Come si legge nella sentenza impugnata, con sentenza n. 5996796, depositata il 29 novembre 1996, la Commissione tributaria centrale determinò in L. 11.482.000 il reddito della ITALCO s.p.a., ora ITALCO s.p.a. (Nig.) LTD, per l’anno 1985, ai fini IRPEG e ILOR. Sulla base di tale sentenza l’amministrazione finanziaria provvide ad iscrivere a ruolo le imposte ancora dovute e le sanzioni per infedele dichiarazione commisurate ai tributi definiti dalla sentenza.

La società impugnò la relativa cartrella di pagamento sulla base di due motivi. Con il primo, che a quanto si legge nel ricorso era riferito soltanto alle sanzioni, si deduceva che le pene pecuniarie non potevano essere iscritte a ruolo se non previa notifica al contribuente della sentenza della Commissione tributaria centrale.

Con il secondo motivo si deduceva la non corrispondenza dell’imponibile determinato dall’ufficio e della correlativa imposta con le statuizioni della sentenza suddetta.

L’impugnazione è stata respinta dalle Commissioni di merito.

La società si rivolge ora alla tassazione proponendo gli stessi due motivi di censura.

Il primo denunzia violazione del D.P.R. 602 del 1973, art. 98 e del D.Lgs. n. 546 del 1992, art. 68, in ragione del fatto che la iscrizione a ruolo e stata effettuata e la cartella è stata notificata senza la previa notificazione della sentenza della Commissione tributaria centrale.

Il motivo è infondato.

A norma dei commi terzo e quarto dell’art. 98 invocato, “le pene pecuniarie e sopratasse irrogate dagli uffici delle imposte sono iscritte in ruoli speciali entro il 31 dicembre dell’anno successivo a quello in cui il provvedimento è divenuto definitivo.

Se è stato proposto ricorso secondo le disposizioni relative al contenzioso tributario, il provvedimento si considera definitivo dopo sessanta giorni dalla notificazione della decisione della commissione centrale o della sentenza della corte di appello o dell’ultima decisione non impugnata”.

La norma quindi – nel testo applicabile ratione temporis – stabiliva un termine di decadenza a carico dell’ufficio, ma non prescriveva la necessita della previa notifica della sentenza.

Secondo il D.P.R. n. 2 del 1973, art. 68, nel testo applicabile ratione temporis, 3 . Le imposte suppletive e le sanzioni pecuniarie debbono essere corrisposte dopo l’ultima sentenza non impugnata o impugnabile solo con ricorso in cassazione.

Anche tale norma, quindi, non richiede la previa notifica della sentenza per la riscossione delle sanzioni.

Con il secondo motivo di ricorso si deduce la non corrispondenza tra le somme portate nella sentenza della Commissione tributaria centrale e quelle indicate nella cartella.
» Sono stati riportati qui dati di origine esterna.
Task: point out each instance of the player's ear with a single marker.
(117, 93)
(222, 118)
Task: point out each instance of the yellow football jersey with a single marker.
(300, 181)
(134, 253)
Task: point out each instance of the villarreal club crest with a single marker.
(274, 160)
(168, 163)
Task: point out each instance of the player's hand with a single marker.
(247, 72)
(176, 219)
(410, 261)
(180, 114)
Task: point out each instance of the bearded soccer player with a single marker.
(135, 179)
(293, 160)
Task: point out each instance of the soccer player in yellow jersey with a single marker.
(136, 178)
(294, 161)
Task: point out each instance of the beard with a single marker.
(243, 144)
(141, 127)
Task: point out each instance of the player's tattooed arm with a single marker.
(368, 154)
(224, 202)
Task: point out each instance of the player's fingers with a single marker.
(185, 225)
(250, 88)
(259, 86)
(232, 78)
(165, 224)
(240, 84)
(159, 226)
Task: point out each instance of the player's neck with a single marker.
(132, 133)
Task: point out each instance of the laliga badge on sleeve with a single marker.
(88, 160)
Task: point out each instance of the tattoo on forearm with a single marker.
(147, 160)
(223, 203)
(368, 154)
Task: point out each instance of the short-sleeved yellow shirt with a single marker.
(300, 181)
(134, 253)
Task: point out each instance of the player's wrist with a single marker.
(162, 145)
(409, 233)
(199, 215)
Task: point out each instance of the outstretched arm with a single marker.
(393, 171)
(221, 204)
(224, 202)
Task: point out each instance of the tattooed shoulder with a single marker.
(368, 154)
Il motivo non è esposto in modo autosufficiente ma è, al contrario del tutto generico e quindi inammissibile.

P.Q.M.

– Rigetta il ricorso;

– condanna la ricorrente alle spese del giudizio di legittimità, liquidate in Euro 1.500,00 oltre agli accessori di legge.

Così deciso in Roma, il 15 giugno 2010.